1. First you need to find it and know what the number is. You can mouse over each keyword to bring up a speech bubble to see your quality score or you can add the Quality Score to your columns when on the keyword tab. You’ll find the Quality Score in the Attributes Section 3 choices down.

2. If your quality score is below 4, typically your cost per click will be impacted as well as your first page bid. Lower than that and Google may start to minimally serve your program. Get to 2 and 3 or lower and your keyword may get the “shown rarely due to Quality Score” notice – which means you may want to pause or delete that keyword.

3. I’ve seen situations where a on-target keyword gets a bad quality score and Google stops serving ads on that keyword. The steps to remediating this type of problem I’ll cover on Thursday so please check back. There are things you can do to try to get Google to show ads again, but it takes more time to solve those types of issues.

4. Here are a few of the relatively unknown facts about Quality Score.

  • Keyword stuffing on your landing page will not help you improve your quality score.

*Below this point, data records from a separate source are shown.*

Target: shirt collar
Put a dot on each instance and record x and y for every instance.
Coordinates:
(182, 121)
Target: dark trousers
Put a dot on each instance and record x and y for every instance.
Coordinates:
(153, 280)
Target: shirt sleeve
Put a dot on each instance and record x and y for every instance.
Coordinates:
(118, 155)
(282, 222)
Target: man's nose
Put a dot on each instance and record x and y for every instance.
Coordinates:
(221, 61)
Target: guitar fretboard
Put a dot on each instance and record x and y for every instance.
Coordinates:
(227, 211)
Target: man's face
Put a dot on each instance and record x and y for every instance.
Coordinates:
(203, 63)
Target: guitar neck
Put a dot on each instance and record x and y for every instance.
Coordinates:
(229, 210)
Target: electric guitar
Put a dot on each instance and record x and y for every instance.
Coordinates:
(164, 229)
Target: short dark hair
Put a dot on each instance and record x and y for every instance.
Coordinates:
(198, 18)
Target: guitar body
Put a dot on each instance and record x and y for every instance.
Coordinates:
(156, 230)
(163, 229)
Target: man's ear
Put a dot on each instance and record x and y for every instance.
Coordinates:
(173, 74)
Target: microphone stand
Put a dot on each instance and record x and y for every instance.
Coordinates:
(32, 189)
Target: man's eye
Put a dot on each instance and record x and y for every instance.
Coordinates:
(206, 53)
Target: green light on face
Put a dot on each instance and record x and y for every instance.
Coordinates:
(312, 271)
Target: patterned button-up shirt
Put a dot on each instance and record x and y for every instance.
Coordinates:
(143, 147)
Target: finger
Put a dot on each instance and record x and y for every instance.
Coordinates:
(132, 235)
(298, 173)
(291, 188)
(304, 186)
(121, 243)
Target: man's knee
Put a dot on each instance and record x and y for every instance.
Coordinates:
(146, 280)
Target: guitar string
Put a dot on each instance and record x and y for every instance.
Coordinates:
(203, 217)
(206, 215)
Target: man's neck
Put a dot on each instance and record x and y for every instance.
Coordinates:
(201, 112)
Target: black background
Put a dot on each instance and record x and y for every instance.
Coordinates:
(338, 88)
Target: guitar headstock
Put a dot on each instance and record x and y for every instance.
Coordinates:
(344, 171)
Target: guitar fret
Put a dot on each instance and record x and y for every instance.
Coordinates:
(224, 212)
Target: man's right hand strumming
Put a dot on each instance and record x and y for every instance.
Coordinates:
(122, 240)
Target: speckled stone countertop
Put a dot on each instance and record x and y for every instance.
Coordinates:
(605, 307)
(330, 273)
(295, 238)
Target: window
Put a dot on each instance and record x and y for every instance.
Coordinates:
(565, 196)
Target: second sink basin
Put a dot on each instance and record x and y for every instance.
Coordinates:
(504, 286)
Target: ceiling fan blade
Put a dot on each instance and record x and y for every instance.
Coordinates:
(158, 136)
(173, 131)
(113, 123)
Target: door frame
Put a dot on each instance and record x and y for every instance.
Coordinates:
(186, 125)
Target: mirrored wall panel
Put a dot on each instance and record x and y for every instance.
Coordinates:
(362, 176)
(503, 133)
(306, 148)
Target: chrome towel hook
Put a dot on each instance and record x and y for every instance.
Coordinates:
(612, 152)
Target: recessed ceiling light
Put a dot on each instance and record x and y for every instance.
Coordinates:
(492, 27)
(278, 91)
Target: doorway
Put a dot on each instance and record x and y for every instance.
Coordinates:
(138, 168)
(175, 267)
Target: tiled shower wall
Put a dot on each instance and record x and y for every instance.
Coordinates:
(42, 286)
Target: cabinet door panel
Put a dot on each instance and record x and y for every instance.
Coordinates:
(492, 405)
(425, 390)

Google determines Quality Score based on scoring of your entire website at one domain, not just based on one site page. So transparency and a privacy policy help your landing page/domain Quality Score.
  • Only the exact match variation of your keyword impacts the actual Quality Score. Broad Match and Phrase Match performance do not factor in to the ranking.
  • Keywords with zero impressions will not affect your quality score. Now, keywords with impressions and no clicks and therefore a low CTR will definitely impact your Quality Score.
  • Quality Score is not updated every day. Although your ability to participate in the AdWords auction is calculated with every search that matches phrases and words in your keyword list, be aware that landing page Quality Score and the first page bid are not recalculated. In fact landing page may only be update every month or so.

In conclusion, AdWords Quality Score is a very important factor of success on AdWords. I recommend keeping your keyword list small, don’t include any single words, and select the very best landing page for each keyword in your ad group.

Check back Thursday to find out how to fix a thorny Quality Score problem on a keyword you really like!

The Value of a SEM Manager

Google has been adding new automation tools into AdWords with the supposition of making the program easier to use, but is it really? Although you can now automate many routine actions such as pausing keywords, enabling keywords, bidding up or bidding down by set criteria automation will never replace the efforts of a seasoned AdWords account manager who makes budget and strategy decisions.

Although automation tools can help to manage large accounts by its very nature there is no reality review done by automation tools that can respond to market changes, auction changes, and a varied marketplace. Although my firm does routinely use automation tools for AdWords account management, we routinely also check the results these tools provide to make sure that the settings are still working for an account. In fact, we will even sort data back 60 to 90 days to make sure that the automation has not run crazy damaging account performance.

Interestingly enough, we are doing a review right now using the Search Funnel reports for clients and are finding out that some keywords paused by automation actually were conversion assist or conversion impression assist keywords and should be re-enabled.

I have found automation is only as good as the account manager you have that sets the automation in place and then verifies and checks that the automation is working for your account.